5.) Drink more water. When you cut out sugary drinks you not only cut out the cost from your budget you also save calories and your health.

Stay tuned Monday for more baby steps to better eating.

Originally Posted November 2009


  1. This is a great starter list. I'm actually excited to see how many of these I am at least doing somewhat. I use mainly butter and olive oil. I haven't tried coconut oil yet but my chiropractor highly recommends it so it has been on my list of things to try. I've been using a lot more wheat flour as well. Water we are great with in the summer but it is harder in the winter.

    The brown rice is the one that we just haven't managed so far. I tried it a while back and neither of us could adjust to the different taste and texture. I'm thinking it might be easier for us to just cut down on the rice that we eat instead of trying to change this one over.

    Thank you so much for this series! I think it is going to be a big encouragement to me.

    (Thanks also for the Swagbucks info. We might have to redo my computer (again!) this weekend so I'll look into it when that drama is done)

  2. We are doing most of those things now. We switched to wheat flour almost immediately after I started baking our own bread. It's so much better, and everyone prefers homemade bread to store bought.

    The brown rice was a bit tough for our teenagers to handle, so in the beginning we mixed it 50% with white rice. Now, it's all we cook with and they've grown accustomed to it. Not sure they'll stick with it after moving out, but at least they'll be healthier while they are at home with us.

    We just recently started experimenting with coconut oil. I love the flavor it gives to popcorn, but it has a very strong scent that not everyone can really handle well. We also got some coconut flour to try, so I can't wait to see how that turns out.

    Margarine is tough for us. We do use it, and a lot of it. I use real butter for baking, but margarine is what we use to butter our bread, add to mashed potatoes, etc. It just has such a better/stronger flavor. I'd like to switch though, and for me it's more of an intellectual exercise once I get going with it. If it's better for me, then I'll do it and enjoy it. But for my family, it's more difficult.

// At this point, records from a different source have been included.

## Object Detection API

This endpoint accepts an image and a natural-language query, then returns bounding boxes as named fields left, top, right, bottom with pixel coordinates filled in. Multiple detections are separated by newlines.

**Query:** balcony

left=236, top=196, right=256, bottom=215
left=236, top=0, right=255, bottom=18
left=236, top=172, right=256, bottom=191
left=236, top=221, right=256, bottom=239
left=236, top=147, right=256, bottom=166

    Sugar is also a little difficult as I have a severe case of gestational diabetes. Right now, I'm using a lot of splenda, but we also use honey too. I've never used molasses or even heard of rapedura. I'll look into those alternatives.

    Thanks for the great post. We should all be reminded about healthier eating habits, and ways in witch we can switch our families over to a better food lifestyle. It's time for us to stop being fat, lazy Americans and take better care of four families. Being diagnosed with GD has really changed the way I view food, and motivated both myself and my husband to provide healthier meals for our family.

  3. Good tips. Another few ideas for sweeteners are agave nectar, yacon root syrup and sucanat (SUgar CAne NATural). And definitely yes to honey! I would definitely not recommend Splenda. I highly recommend anyone using it to thouroughly research this (falsely marketed) product before putting it into the bodies of loved ones (yourself included). Another alternative to the already mentioned sweetners is using apples and/or carrots to sweeten baked breads, soups and other dishes.

    On water: Clean, cold & fresh spring water is best. If this is not available, try adding a squeeze of lemon, a sprig of mint or rosemary and a pinch of Himalayan crystal salt to make your water more alive. This is sure to please the palate of the person who "doesn't like the taste of water". The more we like the taste, the more we drink. The more water we drink, the healthier we are. Also, MSM powder is great to add to your drinking water.

  4. such a great post! my husband always reminds friends about margarine and plastic...when they're bragging up all the Free margarine they scored with coupons...really butter is the way to go! we switched up our diets about a year and a half ago and strive really hard to do all the things on you list, i used to store rice, flour and sugar in 5 gallon buckets...but they were all white and i got rid of we have only brown rice and TONS of it, natural sweeteners and mostly gluten free yet protein rich flours! i read somewhere that most all the artificial sugars are coal-tar compounds...nasty!